My middle name is Lee so I took Lisa as my female middle name and became Julie Lisa. My ex-husband from my fantasy marriage liked the name and calling me Julie. But I did assume his last name after our wedding and became his wife. We had a marriage and wedding certificate made up to hang on the wall next to our wedding pictures with my female name on it as the woman and wife. I had always fantasized about being a bride, wearing a wedding band, taken on a honeymoon and becoming a housewife and that did happen. Although it was physically impossible, we tried very hard to get me pregnant. Everyone told me I made a beautiful bride. Everyday during the marriage I got up and did my makeup dressed and prepared myself as a woman. I wore dresses, panties, bras, garter belts, stockings and high heels on a daily basis. I wore a one piece woman’s swimsuit out by our pool in the backyard. I lived totally and 100% as a woman 24/7 and full time. I was just like any other housewife. I was made love to like a woman by my husband almost nightly. I wore then and still do now, prosthetic lifelike and realistic female body parts, breasts and a vulva, to make me appear as a nude woman. I use a very strong medial grade adhesive to attach them to my body and they are like natural parts of my body and make me feel very feminine and womanly.
I have a fake picture ID with the pic with me as a redheaded woman, my sex listed as female and my name as Julie Lisa (and also my last name too). I also have some other documents like a fake birth certificate with me being listed as being born a female and named Julie.
I am a natural brunette but my years and time as a woman I have been a blond or a redhead, mostly a redhead. I had the ‘Peggy Bundy’ look for many years. In fact I still use that look and appearance.
I have started SRS twice. I started with the HRT and had my surgery dates for my boob job and vaginalplasty but stopped both times. The first time was when I was younger and just wanted to become a woman but I saw some badly botched operations and that changed my mind. The second time was when I was married. My husband and I fell in love with each other and we decided to make me a real and complete woman with my own breasts and vagina so we could get legally married and me become his legal wife. I was prepared to be his wife and a woman the rest of my life but that didn’t work out.

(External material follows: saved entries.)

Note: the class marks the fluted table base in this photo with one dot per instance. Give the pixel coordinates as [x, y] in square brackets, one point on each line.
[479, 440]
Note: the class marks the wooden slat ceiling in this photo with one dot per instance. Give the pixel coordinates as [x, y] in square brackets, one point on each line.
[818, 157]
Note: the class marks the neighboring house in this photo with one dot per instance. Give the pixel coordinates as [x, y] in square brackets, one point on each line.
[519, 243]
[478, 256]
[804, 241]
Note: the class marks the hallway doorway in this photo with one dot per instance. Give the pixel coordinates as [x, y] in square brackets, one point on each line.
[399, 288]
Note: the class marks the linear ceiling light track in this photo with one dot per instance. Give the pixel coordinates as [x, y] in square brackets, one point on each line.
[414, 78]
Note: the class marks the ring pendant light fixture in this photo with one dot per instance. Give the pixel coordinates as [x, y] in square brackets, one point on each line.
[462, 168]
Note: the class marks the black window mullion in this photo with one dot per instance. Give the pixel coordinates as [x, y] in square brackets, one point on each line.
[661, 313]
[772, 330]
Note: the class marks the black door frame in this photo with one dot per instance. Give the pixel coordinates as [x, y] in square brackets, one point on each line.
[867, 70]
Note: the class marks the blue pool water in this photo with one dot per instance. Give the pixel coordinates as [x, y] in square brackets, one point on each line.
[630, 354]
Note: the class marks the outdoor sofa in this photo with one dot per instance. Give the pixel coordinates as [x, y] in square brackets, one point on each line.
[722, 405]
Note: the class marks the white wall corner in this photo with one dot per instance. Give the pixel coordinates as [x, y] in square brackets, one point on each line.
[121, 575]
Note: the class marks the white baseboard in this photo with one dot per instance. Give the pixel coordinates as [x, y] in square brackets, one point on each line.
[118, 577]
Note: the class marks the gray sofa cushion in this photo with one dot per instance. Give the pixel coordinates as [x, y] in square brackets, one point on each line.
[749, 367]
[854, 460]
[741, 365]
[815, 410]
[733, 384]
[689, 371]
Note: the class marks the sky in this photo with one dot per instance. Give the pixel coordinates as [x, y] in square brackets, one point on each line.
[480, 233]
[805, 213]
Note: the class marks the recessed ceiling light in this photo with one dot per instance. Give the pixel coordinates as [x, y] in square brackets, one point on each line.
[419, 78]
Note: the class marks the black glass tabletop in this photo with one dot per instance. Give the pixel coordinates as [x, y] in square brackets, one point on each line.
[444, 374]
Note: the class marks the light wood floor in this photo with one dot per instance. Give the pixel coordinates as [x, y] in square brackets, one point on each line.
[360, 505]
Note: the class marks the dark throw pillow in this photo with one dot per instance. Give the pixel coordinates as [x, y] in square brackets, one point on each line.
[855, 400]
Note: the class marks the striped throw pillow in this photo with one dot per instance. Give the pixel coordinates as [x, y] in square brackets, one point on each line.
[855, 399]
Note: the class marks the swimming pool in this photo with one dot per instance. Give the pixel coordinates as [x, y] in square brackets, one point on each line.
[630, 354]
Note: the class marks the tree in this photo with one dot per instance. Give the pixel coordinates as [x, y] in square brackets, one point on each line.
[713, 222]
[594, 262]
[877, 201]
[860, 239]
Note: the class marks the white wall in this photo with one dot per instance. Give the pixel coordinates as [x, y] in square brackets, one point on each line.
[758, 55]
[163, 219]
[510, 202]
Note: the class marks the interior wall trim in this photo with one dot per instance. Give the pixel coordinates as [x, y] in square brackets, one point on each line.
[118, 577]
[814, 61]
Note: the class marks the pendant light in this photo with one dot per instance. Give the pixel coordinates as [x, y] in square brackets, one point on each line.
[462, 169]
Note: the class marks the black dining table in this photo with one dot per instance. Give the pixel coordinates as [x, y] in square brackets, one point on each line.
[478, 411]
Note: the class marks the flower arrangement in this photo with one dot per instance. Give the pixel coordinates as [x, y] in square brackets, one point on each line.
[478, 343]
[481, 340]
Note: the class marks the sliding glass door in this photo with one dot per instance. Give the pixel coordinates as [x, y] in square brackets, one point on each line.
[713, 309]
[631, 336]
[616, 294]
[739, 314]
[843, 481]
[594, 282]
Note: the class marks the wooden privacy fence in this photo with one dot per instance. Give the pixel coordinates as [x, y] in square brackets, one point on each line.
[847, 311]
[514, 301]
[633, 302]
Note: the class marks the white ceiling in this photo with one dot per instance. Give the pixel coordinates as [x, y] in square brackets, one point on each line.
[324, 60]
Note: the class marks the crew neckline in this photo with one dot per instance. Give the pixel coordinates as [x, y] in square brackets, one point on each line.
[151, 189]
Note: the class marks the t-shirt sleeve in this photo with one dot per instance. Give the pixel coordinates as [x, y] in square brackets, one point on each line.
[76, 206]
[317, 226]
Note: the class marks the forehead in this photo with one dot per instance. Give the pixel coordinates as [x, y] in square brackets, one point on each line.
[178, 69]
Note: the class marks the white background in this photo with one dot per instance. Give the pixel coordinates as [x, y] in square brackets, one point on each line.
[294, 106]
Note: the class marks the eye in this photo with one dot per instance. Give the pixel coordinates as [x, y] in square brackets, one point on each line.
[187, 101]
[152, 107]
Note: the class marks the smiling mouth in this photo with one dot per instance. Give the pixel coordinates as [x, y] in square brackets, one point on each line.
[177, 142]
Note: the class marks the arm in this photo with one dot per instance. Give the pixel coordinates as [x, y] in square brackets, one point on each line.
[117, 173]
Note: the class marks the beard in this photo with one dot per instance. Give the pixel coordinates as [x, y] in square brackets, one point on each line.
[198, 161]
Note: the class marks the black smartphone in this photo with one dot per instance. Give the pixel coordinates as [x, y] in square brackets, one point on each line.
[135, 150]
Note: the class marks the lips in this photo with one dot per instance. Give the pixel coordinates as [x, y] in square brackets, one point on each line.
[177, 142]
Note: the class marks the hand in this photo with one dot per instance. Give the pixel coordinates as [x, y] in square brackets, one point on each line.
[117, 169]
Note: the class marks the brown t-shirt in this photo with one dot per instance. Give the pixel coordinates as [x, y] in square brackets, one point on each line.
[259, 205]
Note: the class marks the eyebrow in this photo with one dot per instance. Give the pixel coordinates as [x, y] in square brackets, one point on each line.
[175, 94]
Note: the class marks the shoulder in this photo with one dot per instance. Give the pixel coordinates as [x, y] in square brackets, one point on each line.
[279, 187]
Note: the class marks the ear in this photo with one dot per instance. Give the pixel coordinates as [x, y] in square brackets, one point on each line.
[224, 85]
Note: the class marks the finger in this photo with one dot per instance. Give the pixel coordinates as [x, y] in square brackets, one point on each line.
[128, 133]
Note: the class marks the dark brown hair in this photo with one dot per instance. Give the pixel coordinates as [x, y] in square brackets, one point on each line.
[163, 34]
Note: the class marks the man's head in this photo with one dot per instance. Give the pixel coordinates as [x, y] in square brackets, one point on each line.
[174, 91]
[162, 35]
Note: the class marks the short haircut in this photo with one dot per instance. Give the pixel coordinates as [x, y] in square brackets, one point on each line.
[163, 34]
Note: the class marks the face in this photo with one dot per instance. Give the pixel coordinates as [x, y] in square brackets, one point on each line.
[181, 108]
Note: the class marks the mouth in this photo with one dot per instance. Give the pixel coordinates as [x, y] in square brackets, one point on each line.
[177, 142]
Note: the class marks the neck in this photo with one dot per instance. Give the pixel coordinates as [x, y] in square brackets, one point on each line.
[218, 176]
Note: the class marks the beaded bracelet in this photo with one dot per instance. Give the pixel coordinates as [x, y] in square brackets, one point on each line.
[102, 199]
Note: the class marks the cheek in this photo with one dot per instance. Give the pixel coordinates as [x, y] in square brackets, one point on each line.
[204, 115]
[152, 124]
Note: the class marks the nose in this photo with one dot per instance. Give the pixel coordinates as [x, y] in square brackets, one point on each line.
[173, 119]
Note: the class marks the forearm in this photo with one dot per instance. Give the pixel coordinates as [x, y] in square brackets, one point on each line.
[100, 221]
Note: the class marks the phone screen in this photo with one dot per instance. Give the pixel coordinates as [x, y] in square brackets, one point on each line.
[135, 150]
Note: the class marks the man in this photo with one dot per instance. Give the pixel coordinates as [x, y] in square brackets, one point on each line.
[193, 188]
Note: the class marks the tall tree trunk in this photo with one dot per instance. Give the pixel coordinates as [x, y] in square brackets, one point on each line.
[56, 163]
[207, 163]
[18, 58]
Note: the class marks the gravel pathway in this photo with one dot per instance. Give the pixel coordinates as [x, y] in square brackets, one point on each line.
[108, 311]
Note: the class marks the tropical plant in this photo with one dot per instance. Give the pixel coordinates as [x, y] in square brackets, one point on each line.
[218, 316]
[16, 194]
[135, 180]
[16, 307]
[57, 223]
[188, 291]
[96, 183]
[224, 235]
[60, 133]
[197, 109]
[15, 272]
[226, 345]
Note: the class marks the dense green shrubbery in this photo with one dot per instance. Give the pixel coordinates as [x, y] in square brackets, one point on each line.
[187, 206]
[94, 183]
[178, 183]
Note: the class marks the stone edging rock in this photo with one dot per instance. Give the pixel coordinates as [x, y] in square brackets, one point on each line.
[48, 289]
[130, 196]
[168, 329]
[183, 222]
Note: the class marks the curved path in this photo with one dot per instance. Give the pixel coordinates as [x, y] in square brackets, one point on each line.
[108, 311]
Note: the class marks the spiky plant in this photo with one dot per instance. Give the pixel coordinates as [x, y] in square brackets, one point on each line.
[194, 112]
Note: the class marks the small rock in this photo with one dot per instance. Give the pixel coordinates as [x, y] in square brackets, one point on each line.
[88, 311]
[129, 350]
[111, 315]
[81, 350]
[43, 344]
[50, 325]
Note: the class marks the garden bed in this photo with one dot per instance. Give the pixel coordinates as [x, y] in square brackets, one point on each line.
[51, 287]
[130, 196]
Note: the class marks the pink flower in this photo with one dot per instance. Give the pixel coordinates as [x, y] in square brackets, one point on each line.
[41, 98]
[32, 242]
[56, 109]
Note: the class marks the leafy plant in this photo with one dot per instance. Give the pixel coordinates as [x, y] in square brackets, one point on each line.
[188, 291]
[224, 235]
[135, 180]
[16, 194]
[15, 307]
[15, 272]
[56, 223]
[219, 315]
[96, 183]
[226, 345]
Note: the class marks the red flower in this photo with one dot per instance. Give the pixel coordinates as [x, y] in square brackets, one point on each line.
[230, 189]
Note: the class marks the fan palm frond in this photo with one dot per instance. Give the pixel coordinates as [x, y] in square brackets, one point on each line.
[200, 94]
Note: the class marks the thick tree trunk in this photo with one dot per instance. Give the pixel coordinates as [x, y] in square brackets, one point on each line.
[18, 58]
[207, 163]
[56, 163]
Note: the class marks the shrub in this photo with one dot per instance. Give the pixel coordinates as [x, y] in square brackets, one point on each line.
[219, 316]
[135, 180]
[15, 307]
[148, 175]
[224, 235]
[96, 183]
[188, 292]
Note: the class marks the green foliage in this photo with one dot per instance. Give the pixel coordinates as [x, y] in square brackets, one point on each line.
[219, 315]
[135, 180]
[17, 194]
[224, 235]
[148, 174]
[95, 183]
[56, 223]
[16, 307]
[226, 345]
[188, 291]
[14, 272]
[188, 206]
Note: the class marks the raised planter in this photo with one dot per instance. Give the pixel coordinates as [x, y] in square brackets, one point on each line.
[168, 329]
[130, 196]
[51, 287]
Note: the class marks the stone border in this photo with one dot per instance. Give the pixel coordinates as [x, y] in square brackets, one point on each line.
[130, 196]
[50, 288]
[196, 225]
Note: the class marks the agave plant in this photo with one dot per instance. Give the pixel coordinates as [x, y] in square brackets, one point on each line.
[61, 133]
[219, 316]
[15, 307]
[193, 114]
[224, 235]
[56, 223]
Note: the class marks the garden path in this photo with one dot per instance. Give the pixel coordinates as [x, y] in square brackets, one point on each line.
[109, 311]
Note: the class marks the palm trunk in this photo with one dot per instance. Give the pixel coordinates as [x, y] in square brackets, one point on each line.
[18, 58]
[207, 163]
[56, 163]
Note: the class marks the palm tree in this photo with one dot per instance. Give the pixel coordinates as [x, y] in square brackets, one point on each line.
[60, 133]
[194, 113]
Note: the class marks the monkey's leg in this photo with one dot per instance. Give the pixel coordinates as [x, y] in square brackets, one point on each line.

I do think of myself as a woman now. My favorite song is, “I Enjoy Being a Girl”.
This started out about feminine names and how we chose them but like many women I got to rambling on. Sorry…
Sincerely,
Julie
my 1st name was Tiffany given to me by the 1st man who had me but the last man decided I should be Mandy and I “married” him as a woman and love being Mandy for my husband.
I was given this name by the 1st man who desired me and I still use this name to this day but only change the last name which is currently Cosella. He likes to call me Liz while we (do it) but I am known as Mandy
i was very simple in choosing my name.. i wanted to be able to recognize that someone was talking to me. so i just extended my real name from joe.. to joanne.. .i like the name and i think it fits me.. and .. when i hear “jo”.. i know they are talking to me 🙂
When I chose my name Kelli Lynn,I thought about several and Kelli had the sound I liked and is the name of a very sweet girl I knew while in high school. We never became real close friends but I just lked her and her name. Lynn was chosen because Lynn was a very special fun, very close friend. Each name was chosen because of good memories associated with each. Plus neither name is dirived from my male name, saying something of how I feel.